Le plus cynique, c’est que pour les gens ordinaires, une voiture n’est pas qu’une déclaration morale. C’est de l’argent. C’est aller travailler. C’est emmener les enfants quelque part, partir le week-end, aller à la campagne, tracter une remorque, gérer le froid et parfois constater que la station de recharge se trouve tout simplement au mauvais endroit. Pour un commissaire bruxellois, un arrêt de recharge est une contrariété. Pour beaucoup d’Européens, une obligation électrique mal calibrée ou inabordable pourrait devenir un problème à plusieurs milliers d’euros.

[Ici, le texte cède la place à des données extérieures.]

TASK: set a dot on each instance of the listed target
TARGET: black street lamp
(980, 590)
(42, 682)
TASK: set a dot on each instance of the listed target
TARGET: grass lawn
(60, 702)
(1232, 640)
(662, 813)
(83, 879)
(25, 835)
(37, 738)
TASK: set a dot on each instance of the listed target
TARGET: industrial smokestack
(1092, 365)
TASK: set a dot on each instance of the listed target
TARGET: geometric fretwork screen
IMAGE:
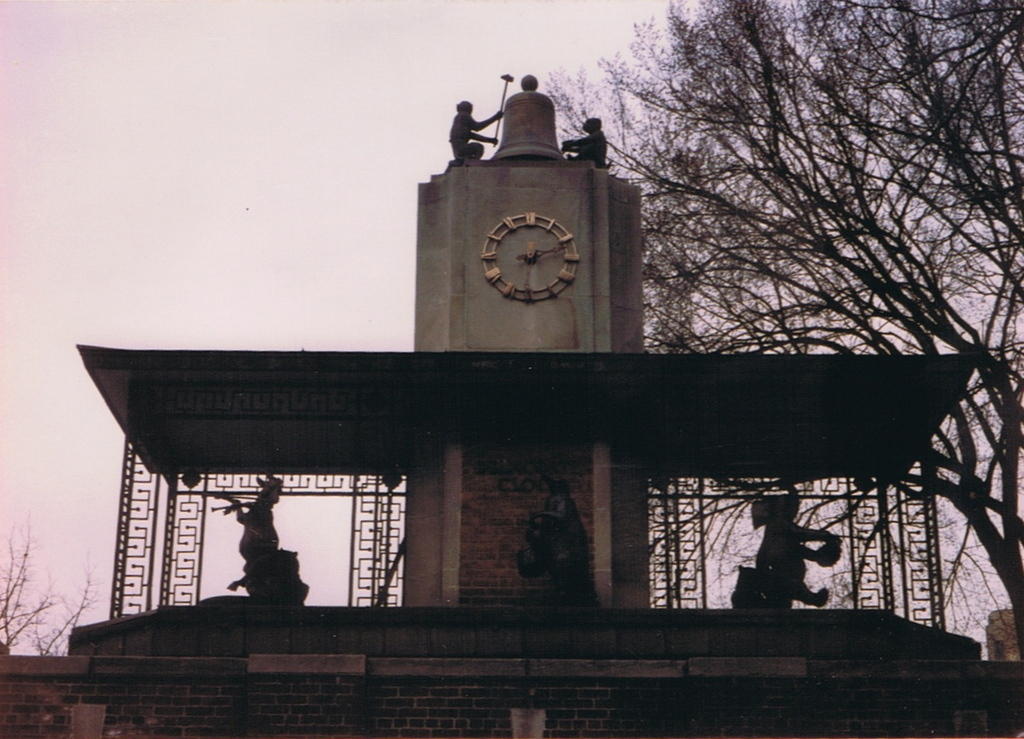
(700, 532)
(375, 515)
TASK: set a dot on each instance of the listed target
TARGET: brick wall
(346, 695)
(502, 486)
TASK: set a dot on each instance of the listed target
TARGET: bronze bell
(529, 125)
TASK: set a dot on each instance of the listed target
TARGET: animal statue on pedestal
(777, 578)
(557, 545)
(270, 573)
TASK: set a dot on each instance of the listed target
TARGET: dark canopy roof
(799, 417)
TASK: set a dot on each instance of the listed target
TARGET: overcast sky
(222, 175)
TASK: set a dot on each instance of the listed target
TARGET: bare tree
(843, 176)
(33, 613)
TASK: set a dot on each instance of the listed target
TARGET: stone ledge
(605, 667)
(199, 666)
(44, 665)
(748, 667)
(434, 666)
(307, 663)
(915, 668)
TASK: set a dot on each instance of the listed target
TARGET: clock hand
(532, 255)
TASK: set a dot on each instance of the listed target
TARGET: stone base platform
(236, 629)
(233, 670)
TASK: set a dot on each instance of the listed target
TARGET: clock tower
(528, 251)
(532, 255)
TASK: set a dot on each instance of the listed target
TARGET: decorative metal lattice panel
(377, 526)
(184, 526)
(700, 533)
(676, 539)
(134, 549)
(378, 545)
(870, 548)
(920, 561)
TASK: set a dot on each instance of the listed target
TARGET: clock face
(529, 257)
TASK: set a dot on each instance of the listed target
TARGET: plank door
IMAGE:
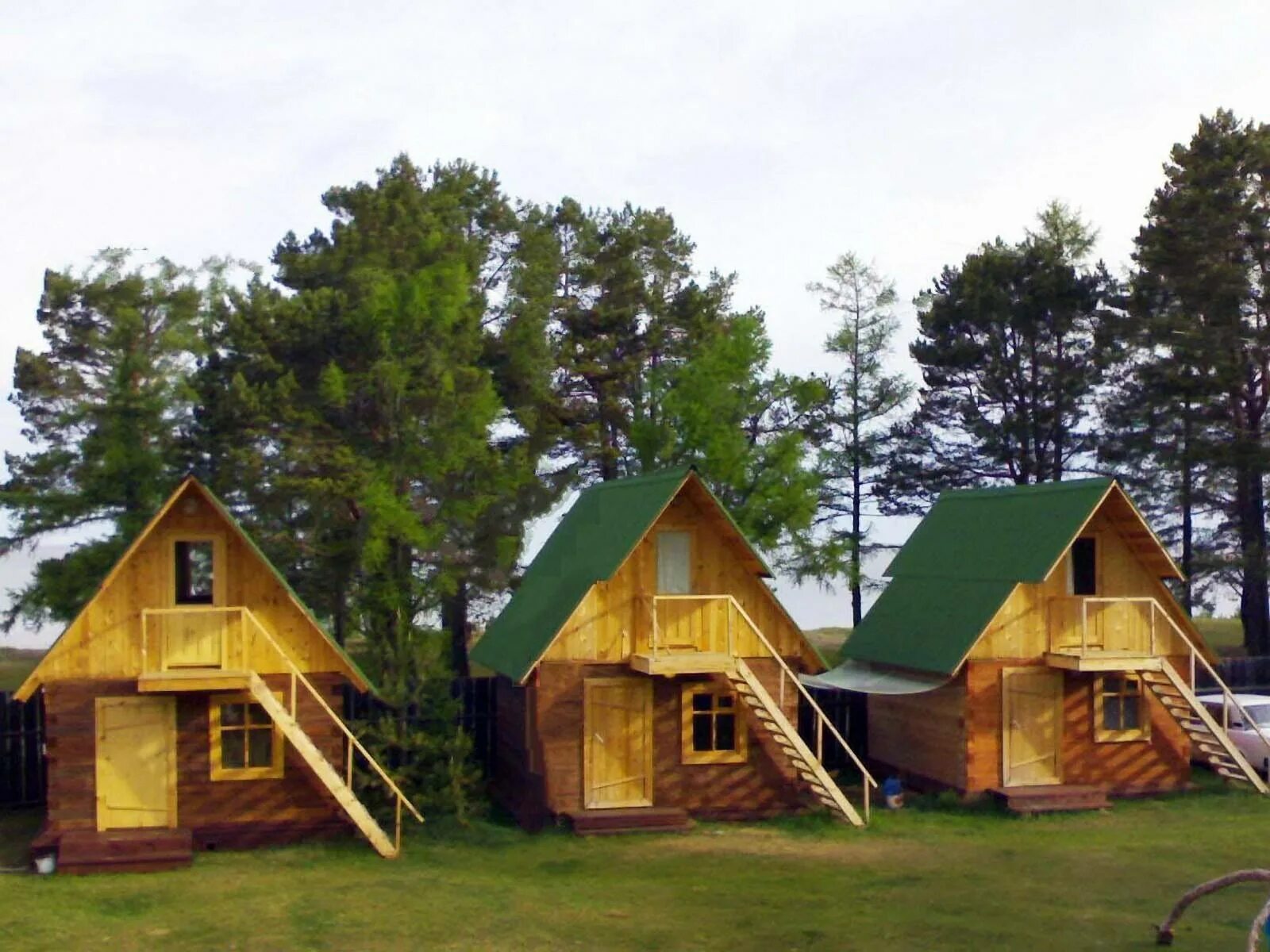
(194, 640)
(137, 762)
(1033, 727)
(619, 742)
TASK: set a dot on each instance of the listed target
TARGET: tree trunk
(454, 621)
(1255, 597)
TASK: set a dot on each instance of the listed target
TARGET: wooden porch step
(1054, 797)
(637, 819)
(124, 850)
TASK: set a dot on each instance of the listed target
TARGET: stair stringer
(806, 765)
(1184, 708)
(321, 768)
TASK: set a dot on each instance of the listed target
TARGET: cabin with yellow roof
(192, 704)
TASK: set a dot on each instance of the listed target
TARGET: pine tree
(1013, 347)
(864, 399)
(103, 405)
(1203, 292)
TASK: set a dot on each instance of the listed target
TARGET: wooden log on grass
(1165, 931)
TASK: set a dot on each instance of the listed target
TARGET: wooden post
(397, 838)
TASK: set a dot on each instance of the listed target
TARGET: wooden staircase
(1208, 739)
(806, 763)
(323, 768)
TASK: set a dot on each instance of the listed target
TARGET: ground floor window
(714, 731)
(1119, 708)
(247, 744)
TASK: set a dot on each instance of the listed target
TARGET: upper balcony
(1098, 634)
(202, 647)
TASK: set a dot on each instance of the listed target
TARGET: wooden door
(618, 759)
(1033, 727)
(137, 762)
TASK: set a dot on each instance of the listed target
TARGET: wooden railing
(734, 619)
(351, 740)
(234, 655)
(1195, 657)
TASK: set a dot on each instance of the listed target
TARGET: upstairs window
(675, 562)
(714, 731)
(194, 573)
(1085, 568)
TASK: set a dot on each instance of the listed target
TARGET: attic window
(194, 579)
(1085, 568)
(714, 731)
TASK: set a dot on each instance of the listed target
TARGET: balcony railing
(194, 636)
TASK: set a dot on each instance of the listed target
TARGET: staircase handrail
(787, 672)
(1227, 695)
(296, 674)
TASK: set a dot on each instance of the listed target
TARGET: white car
(1251, 739)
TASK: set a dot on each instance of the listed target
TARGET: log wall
(219, 812)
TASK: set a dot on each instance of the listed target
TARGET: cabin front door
(137, 762)
(618, 758)
(1033, 727)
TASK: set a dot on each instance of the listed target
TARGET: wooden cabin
(192, 704)
(648, 674)
(1028, 644)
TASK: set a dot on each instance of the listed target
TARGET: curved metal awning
(868, 679)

La règle pourrait donc être simple : ne retirez pas leurs choix aux citoyens avant que le vôtre fonctionne sans accroc. Ne forcez pas le marché dans un couloir unique avant que l’infrastructure, les prix et l’expérience d’usage soient mûrs. Et ne donnez pas de leçon de patience au public quand un arrêt de recharge de 20 minutes au retour de Strasbourg suffit à troubler les bureaux du pouvoir.
Les voitures électriques arrivent de toute façon. Elles deviendront moins chères, meilleures et plus faciles à vivre. Le marché fera son travail si on lui laisse du temps et des conditions raisonnables. Mais une politique qui attend l’enthousiasme des citoyens alors que les responsables politiques eux-mêmes ne supportent pas la contrainte n’est pas une transition verte. C’est une contravention morale sur roues.
Si la Commission européenne veut que les citoyens fassent confiance aux voitures électriques, elle pourrait commencer par quelque chose de simple. Les conduire. Les recharger. Supporter les mêmes désagréments. Et le jour où ses responsables pourront dire honnêtement que le système fonctionne bien, alors il sera peut-être légitime d’attendre du reste de l’Europe qu’il en dise autant.